←back to thread

176 points lnyan | 9 comments | | HN request time: 1.265s | source | bottom
1. Wilsoniumite ◴[] No.42172299[source]
That first page graph has a very interesting choice of x-axis.
replies(3): >>42172325 #>>42173922 #>>42174109 #
2. jerpint ◴[] No.42172325[source]
Sadly this is seen at so many prestigious ML conferences, a trimmed X axis which makes performance seem significant when it’s sometimes incremental
replies(1): >>42172545 #
3. exe34 ◴[] No.42172545[source]
I think it's acceptable if you're trying to show subtle differences - but I would probably put the whole plot and then the zoomed version and clearly label it as "zoomed in for highlighting <.....>"
replies(1): >>42172869 #
4. nerdponx ◴[] No.42172869{3}[source]
You don't need to include 0 on every axis.

In this case they really made the numbers smaller than they should be, so it's hard to see that the scale is on the order of single digits. It looks like this is about a 3-4% improvement over GPT-4o-mini and Gemini Pro 1.5.

The bigger problem here is not the axis baseline, but the fact that I have no idea (as a non-AI-researcher) what benchmark this is, or if 0 is even the natural minimum. The caption should at least mention what the natural range of the x-axis is.

replies(1): >>42173053 #
5. Ukv ◴[] No.42173053{4}[source]
> the fact that I have no idea (as a non-AI-researcher) what benchmark this is

The figure labels it as as "average score [on] 6 multimodal reasoning benchmarks", and the caption notes that the full results are in table 7 - which lists those benchmarks: MMStar-R, MMBench-R, MMVet-R, MathVista, AI2D, Hallusion

I think it's mostly fine as a lead diagram giving an overview before going into detail.

replies(1): >>42173140 #
6. nerdponx ◴[] No.42173140{5}[source]
Right, I don't need to know what they are, I just need to know what "64" means. Is the baseline actually 0? That detail is enough to avoid actually drawing 0 on the axis.
7. jdonaldson ◴[] No.42173922[source]
"Convincing you is more important than informing you"

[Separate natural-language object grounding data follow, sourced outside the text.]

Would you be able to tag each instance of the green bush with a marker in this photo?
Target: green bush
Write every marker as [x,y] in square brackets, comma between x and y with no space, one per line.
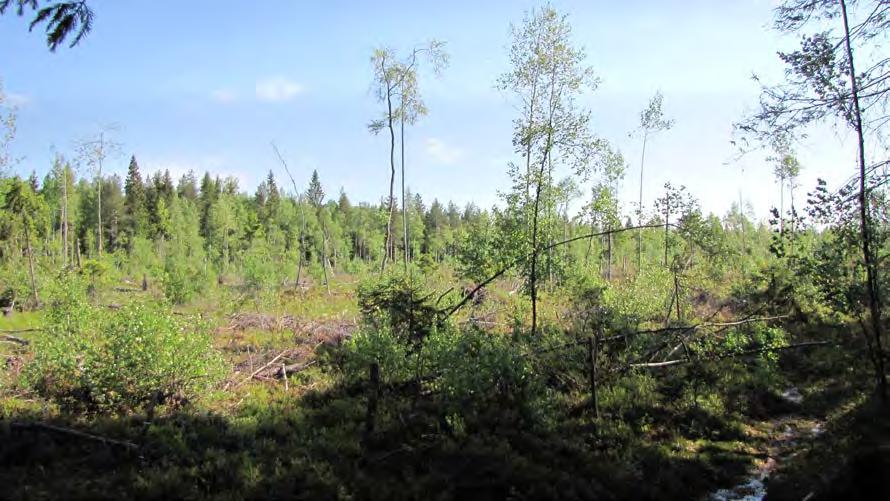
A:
[130,359]
[182,280]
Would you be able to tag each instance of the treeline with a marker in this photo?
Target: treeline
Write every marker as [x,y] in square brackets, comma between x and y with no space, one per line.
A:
[193,230]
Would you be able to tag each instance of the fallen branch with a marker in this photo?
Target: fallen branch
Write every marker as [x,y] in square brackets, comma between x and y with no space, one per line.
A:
[290,370]
[724,356]
[261,369]
[450,311]
[14,339]
[18,331]
[74,433]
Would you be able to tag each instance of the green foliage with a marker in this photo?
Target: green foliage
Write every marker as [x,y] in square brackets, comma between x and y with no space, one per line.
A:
[120,361]
[398,304]
[182,279]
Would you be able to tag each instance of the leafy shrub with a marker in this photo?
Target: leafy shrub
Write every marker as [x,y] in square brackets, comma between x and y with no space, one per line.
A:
[399,305]
[129,359]
[182,280]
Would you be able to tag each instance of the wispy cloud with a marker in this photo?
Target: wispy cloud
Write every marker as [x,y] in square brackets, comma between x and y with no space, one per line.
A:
[224,96]
[277,89]
[441,152]
[217,165]
[18,100]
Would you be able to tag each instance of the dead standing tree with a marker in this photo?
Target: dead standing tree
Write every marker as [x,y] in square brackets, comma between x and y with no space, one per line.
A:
[299,201]
[395,85]
[93,152]
[822,84]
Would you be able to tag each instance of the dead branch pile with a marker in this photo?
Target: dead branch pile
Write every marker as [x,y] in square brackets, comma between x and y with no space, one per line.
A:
[331,332]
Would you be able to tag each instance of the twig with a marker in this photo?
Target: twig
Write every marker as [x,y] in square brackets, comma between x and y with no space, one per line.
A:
[261,369]
[734,355]
[75,433]
[14,339]
[17,331]
[472,293]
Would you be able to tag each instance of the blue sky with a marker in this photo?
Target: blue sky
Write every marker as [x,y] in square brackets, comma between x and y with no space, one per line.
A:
[206,85]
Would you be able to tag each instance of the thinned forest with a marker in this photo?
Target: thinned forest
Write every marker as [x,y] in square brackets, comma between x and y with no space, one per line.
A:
[186,338]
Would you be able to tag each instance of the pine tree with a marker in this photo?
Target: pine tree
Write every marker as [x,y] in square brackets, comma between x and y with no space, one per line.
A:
[315,193]
[188,186]
[135,203]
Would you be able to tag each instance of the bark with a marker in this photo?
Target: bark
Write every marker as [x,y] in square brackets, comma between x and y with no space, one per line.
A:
[387,238]
[64,217]
[31,265]
[404,201]
[640,206]
[874,300]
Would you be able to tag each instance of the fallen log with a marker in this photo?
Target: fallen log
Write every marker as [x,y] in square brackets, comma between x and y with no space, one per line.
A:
[289,370]
[74,433]
[261,369]
[13,339]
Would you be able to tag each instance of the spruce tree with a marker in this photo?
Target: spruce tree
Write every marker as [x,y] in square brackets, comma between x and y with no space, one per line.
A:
[135,203]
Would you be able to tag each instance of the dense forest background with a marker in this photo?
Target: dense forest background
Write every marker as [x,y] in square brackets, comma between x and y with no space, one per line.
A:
[186,338]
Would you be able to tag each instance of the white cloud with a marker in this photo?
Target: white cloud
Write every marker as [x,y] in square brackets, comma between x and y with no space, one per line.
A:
[441,152]
[18,100]
[224,96]
[277,89]
[217,165]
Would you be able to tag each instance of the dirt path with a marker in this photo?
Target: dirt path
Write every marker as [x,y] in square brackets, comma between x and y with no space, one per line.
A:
[788,435]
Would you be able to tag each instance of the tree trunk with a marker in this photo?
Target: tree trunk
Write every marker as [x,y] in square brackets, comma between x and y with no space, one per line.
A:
[592,349]
[874,300]
[387,238]
[667,218]
[31,265]
[640,206]
[404,201]
[609,257]
[64,217]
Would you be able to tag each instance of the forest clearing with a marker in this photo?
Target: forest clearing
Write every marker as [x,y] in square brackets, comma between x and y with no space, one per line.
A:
[188,336]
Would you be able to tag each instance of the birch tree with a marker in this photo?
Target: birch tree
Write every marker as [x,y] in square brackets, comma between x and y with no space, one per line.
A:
[552,131]
[652,121]
[396,86]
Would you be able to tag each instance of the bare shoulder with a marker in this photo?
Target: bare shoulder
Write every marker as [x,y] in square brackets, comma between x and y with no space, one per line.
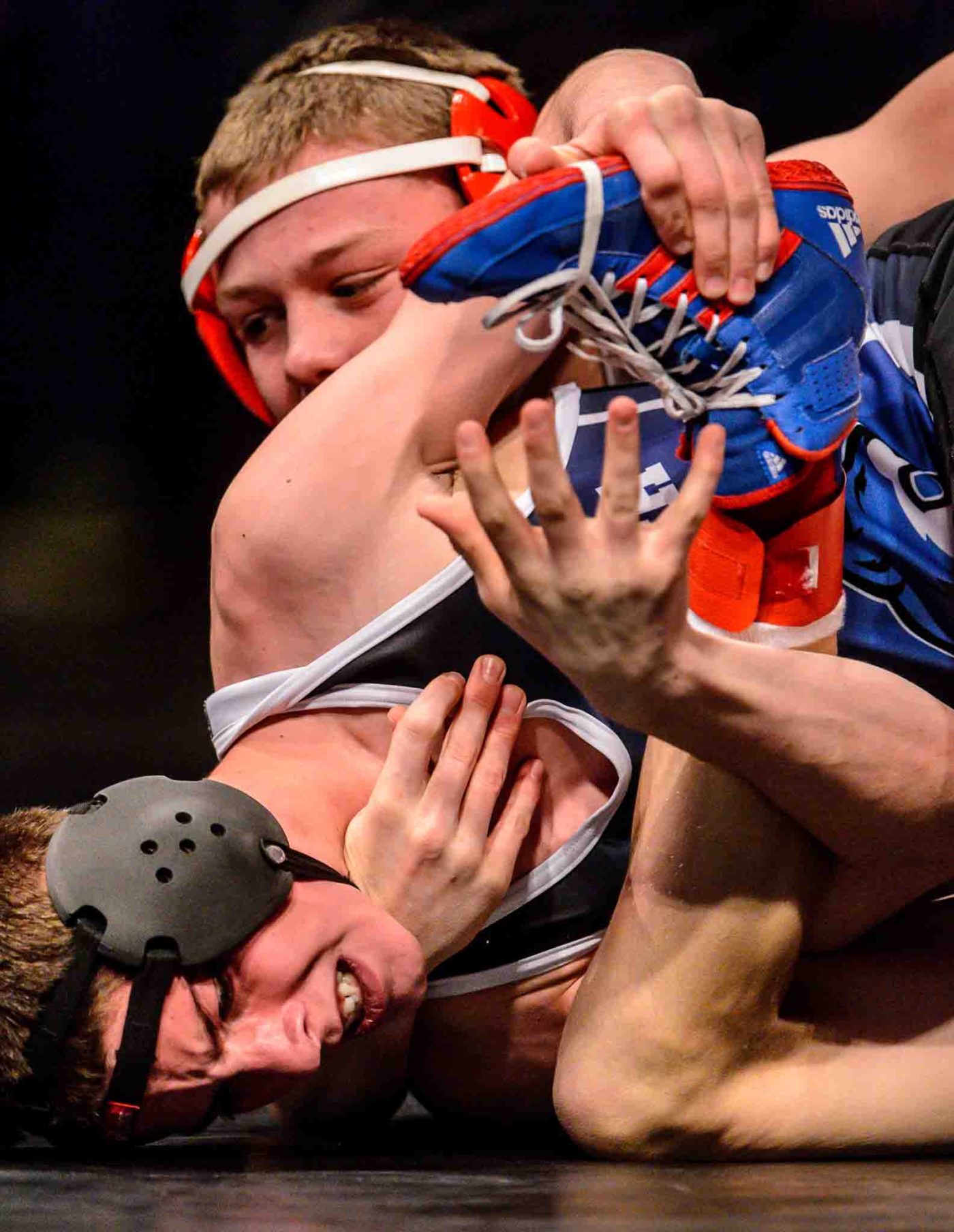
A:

Always a pass from me, gets things off on the wrong foot right away.

8. llm_nerd ◴[] No.42174109[source]
What's wrong with it? Among the graphed cohort the average benchmark score was between 56 - 66, so they scaled to 55-67. Such a strategy to differentiate is completely normal, and it's weird how often this is called out as being deceptive.

Further this is a paper on arXiv, so the idea by some that it's meant to deceive -- as if the target audience isn't going to immediately look at the axis labels, and for more dig into what the benchmarks even were -- is not convincing.

I'd hold more criticism for the fact that their lead graphic specifically excludes options which beat it (e.g. GPT-4o, Sonnet), though these details can be found in the chart below.

Still interesting. And this "structuring AI" approach is how the next evolution in AI is happening.

replies(1): >>42176784 #
9. mdp2021 ◴[] No.42176784[source]
> What's wrong with it

Unfortunately the practice of showing the latter slice runs along that of showing the whole bars, so a better convention to distinguish the two would be beneficial.

For example, "breaking" the bars (on the left side), similarly to when some bars run too far on the right side. I.e.:

  | ==//====|
  | ==//========|
  | ==//===|
  +----------------
...which is not uncommon practice already.